An unfinished, problem-plagued football field next to the Cayman Islands Football Association’s headquarters has become the symbol of FIFA’s lopsided power structure in international media.
In the wake of the organization’s corruption scandal, The New York Times and Germany’s Bild-Zeitung featured Cayman’s “football center of excellence,” funded by FIFA, to illustrate the dependency that leading officials at the world’s football governing body create through financial assistance and development initiatives.
The New York Times on Sunday explained how the Cayman Islands, whose population could not fill a large football stadium, “became a FIFA power” by pointing to the payments made by FIFA under its Goal program to develop the sport, and particularly youth football, in its members associations.
“The Cayman Islands represents how that financial assistance program keeps the lights on. That means these small soccer associations are beholden to the leaders of FIFA,” The Times quoted David Larkin, a Washington-based lawyer and director of an organization called ChangeFIFA.
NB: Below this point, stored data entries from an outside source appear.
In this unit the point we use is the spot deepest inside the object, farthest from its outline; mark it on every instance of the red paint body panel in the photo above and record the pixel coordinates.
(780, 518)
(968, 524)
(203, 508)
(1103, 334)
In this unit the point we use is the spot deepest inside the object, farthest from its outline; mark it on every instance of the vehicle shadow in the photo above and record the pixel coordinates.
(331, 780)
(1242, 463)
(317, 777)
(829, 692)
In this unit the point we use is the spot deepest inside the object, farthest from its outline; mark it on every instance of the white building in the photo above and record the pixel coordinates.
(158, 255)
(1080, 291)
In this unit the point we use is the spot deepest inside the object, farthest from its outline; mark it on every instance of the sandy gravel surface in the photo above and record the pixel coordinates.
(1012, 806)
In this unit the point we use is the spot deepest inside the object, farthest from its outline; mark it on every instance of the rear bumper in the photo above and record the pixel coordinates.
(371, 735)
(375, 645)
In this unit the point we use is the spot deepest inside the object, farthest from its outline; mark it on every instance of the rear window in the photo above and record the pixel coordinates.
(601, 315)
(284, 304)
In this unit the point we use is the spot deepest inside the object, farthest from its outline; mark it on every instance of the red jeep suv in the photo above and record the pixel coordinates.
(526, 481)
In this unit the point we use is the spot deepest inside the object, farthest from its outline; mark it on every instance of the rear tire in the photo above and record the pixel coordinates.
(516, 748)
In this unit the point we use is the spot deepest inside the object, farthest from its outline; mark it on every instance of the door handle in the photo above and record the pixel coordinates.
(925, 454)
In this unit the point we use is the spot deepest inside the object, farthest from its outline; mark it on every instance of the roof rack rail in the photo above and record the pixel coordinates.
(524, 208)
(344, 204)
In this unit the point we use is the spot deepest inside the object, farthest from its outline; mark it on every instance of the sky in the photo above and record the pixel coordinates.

FIFA president Sepp Blatter visited the Cayman Islands in 2009 to announce the planned state-of-the-art facility. Five years and nearly $1.8 million later, the center remains unfinished, largely because much of the 18-acre plot is wetlands where grass cannot grow.
The Cayman Compass reported in January that, according to the Cayman Islands Football Association, much of the money had been spent on fill to develop the low-lying land. The association secured another $500,000 from FIFA to install artificial turf.
Since 2002, Cayman has received $2.2 million from the program, compared to $900,000 given to Germany, even though its football association has nearly 7 million members, Bild-Zeitung, Europe’s second-largest newspaper, reported on Monday.
In a story with an image of the dilapidated pitch in Prospect, the tabloid targeted FIFA’s voting system, which gives member associations equal voting rights regardless of their size.
Under the headline “This [recreational ground] explains FIFA’s power structure – Cayman football association as influential as Germany’s FA” the newspaper criticized the payouts made to Cayman and other Caribbean countries as a mechanism to cement president Blatter’s hold on FIFA.
“It is clear that the association votes for Blatter [so it] does not saw off the branch it is sitting on. Divide and conquer,” the newspaper concluded.
In addition, Bild featured a photo of Bruce Blake (the same one as on the front page of today’s Cayman Compass), the first vice president of the Cayman Islands Football Association, with the caption: “The delegate of the Cayman Islands Football Association casts his ballot in the FIFA [presidency] election. For whom, should be obvious.”
Mr. Blake voted on behalf of the association’s president Jeffrey Webb in Friday’s FIFA election in Zurich.
Webb, the highest-ranking FIFA official implicated in the corruption probe, became head of the regional football body CONCACAF in 2012 and as such “the ruler of 34 FIFA associations – or 35 votes,” Bild-Zeitung said.
The man who, according to Sky TV news, “put the Caymans on the world football map,” rising to FIFA vice president, was also Blatter’s personal favorite to become his successor, the European press reported in unison. Swiss business paper Handelszeitung called him “Sepp Blatter’s sugar baker” in reference Webb’s co-ownership of The Captain’s Bakery in Cayman.
Meanwhile, British Sunday paper The Observer tied the allegations in the 161-page indictment that companies and bank accounts in the British Virgin Islands, the Turks and Caicos Islands and the Cayman Islands were used to obscure kickbacks and bribe payments to a call for a clampdown on offshore banking.
The lack of transparency and oversight allowed bribery and corruption to thrive, The Observer claimed.
Citing John Mann, a Labour MP and Treasury select committee member, the paper said the use of British Overseas Territories made investigating the scandal more difficult. “The problem is that the Serious Fraud Office here can’t investigate these tax havens, and that anomaly needs rectifying. They are centers for money laundering in a very big way,” Mr. Mann said. “We are negotiating to change relations with the European Union, but we should spend just as much time renegotiating the deals with the overseas territories. They are becoming a serious problem for the world.”
Amid these attacks, a Sky TV news team that visited the Cayman Islands noted the unwillingness of Cayman officials to make a public statement. Neither the Cayman Islands Monetary Authority, nor banking and business associations had responded to a request for interview, leading the Sky News reporter to conclude that officials are “closing ranks.”